You may find that the toys she's most interested in are the least sophisticated. A metal mixing bowl and a plastic spool, a drawer full of GladWare, some plastic cups made into a pyramid and a ball can go a long way (even with my kids at 2 and 4).
Each kid is completely different. Our son has always been drawn to cars, trucks, very masculine toys. Our daughter is completely different.
As far as discipline, it's one of the few areas for which we don't agree with our pediatrician. I don't believe redirection is effective most of the time. I do personally believe it ignores the bad behavior and doesn't set expectations of what's acceptable.
Yes, I'm that disciplinarian mom who has high expectations of my children. I expect pleases, thank-you's, excuse me's, I'm sorry's, etc. I immediately correct my kids for things I hear and things I see and let them know, without reservation that it's not acceptable. And, my husband and I are always receiving compliments on how well-behaved they are at 2 and 4 years-old.
Hitting, biting, etc. you can easily correct with an authoritative voice and a simple, "No, we don't hit". After enough repetitions, you can ask them "Do we hit" and they can respond to make sure it's understood.

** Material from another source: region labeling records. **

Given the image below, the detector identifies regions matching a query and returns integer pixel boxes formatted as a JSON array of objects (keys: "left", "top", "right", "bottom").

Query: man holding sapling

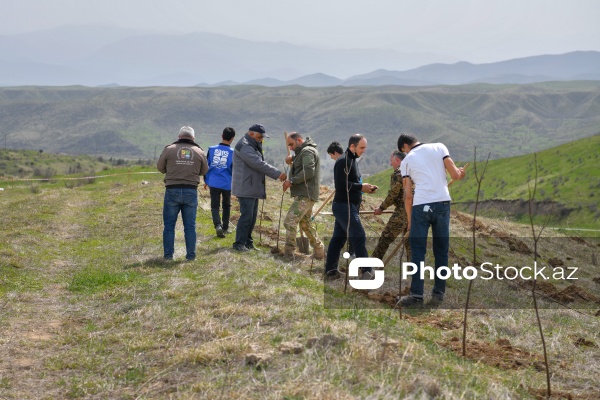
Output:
[
  {"left": 371, "top": 150, "right": 410, "bottom": 260},
  {"left": 398, "top": 134, "right": 465, "bottom": 307}
]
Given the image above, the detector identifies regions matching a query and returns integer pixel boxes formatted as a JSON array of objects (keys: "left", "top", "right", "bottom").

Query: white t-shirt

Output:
[{"left": 400, "top": 143, "right": 451, "bottom": 206}]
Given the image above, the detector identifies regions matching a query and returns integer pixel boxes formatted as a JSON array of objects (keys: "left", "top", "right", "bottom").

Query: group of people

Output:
[{"left": 157, "top": 124, "right": 465, "bottom": 306}]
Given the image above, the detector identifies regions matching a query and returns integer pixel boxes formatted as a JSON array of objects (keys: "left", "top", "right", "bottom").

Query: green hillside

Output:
[
  {"left": 0, "top": 162, "right": 600, "bottom": 400},
  {"left": 0, "top": 82, "right": 600, "bottom": 180},
  {"left": 368, "top": 135, "right": 600, "bottom": 229}
]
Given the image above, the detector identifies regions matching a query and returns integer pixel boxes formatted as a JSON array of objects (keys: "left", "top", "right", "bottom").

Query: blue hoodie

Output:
[{"left": 204, "top": 143, "right": 233, "bottom": 190}]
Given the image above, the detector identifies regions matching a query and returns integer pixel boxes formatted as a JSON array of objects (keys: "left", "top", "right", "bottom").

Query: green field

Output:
[
  {"left": 368, "top": 135, "right": 600, "bottom": 231},
  {"left": 0, "top": 149, "right": 600, "bottom": 399}
]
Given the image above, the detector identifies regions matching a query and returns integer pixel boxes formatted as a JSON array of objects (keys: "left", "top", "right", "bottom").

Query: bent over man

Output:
[
  {"left": 283, "top": 132, "right": 325, "bottom": 260},
  {"left": 398, "top": 134, "right": 465, "bottom": 306},
  {"left": 156, "top": 126, "right": 208, "bottom": 260},
  {"left": 371, "top": 150, "right": 410, "bottom": 260}
]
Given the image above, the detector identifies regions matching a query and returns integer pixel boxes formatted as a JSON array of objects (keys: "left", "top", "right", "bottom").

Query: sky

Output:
[{"left": 0, "top": 0, "right": 600, "bottom": 63}]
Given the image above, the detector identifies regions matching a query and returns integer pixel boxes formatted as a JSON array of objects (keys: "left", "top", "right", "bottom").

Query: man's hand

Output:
[{"left": 362, "top": 183, "right": 379, "bottom": 193}]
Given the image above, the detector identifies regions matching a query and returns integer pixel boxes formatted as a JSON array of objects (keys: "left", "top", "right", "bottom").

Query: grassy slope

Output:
[
  {"left": 368, "top": 135, "right": 600, "bottom": 229},
  {"left": 0, "top": 82, "right": 600, "bottom": 177},
  {"left": 0, "top": 163, "right": 600, "bottom": 399}
]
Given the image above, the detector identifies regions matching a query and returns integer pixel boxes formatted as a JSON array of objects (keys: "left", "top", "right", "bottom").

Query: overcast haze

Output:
[{"left": 0, "top": 0, "right": 600, "bottom": 63}]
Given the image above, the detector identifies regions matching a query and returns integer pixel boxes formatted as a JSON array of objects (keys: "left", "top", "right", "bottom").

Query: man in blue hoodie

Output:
[{"left": 204, "top": 126, "right": 235, "bottom": 238}]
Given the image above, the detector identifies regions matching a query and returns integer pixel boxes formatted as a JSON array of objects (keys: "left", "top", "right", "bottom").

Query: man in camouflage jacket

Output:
[
  {"left": 371, "top": 150, "right": 410, "bottom": 260},
  {"left": 283, "top": 132, "right": 325, "bottom": 260}
]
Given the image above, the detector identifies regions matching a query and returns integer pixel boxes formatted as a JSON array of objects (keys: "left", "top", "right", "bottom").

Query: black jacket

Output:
[{"left": 333, "top": 149, "right": 362, "bottom": 205}]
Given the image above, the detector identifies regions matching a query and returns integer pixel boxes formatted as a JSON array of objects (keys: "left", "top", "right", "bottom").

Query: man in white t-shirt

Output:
[{"left": 398, "top": 134, "right": 465, "bottom": 307}]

Becoming a toddler is all about exerting independence for them and keeping it in check for us. Unfortunately, I've realized lately that most parents don't want to be the bad guy, they want to be the friend and to be loved and adored. Because of the communication gap, one of the easiest ways we found to reduce frustrations was to ask them to "show me" what they needed.
Letting the behavior go will only create more problems down the road and make it more difficult to correct. One thing we all need to do more of is complimenting for what they do well and when they behave well instead of it all being correction.
My kids are certainly not angels, and we have joked (yes, only jokingly) about putting them on e-Bay on multiple occasions.
Good luck! It's all trial and error, and you're both learning here.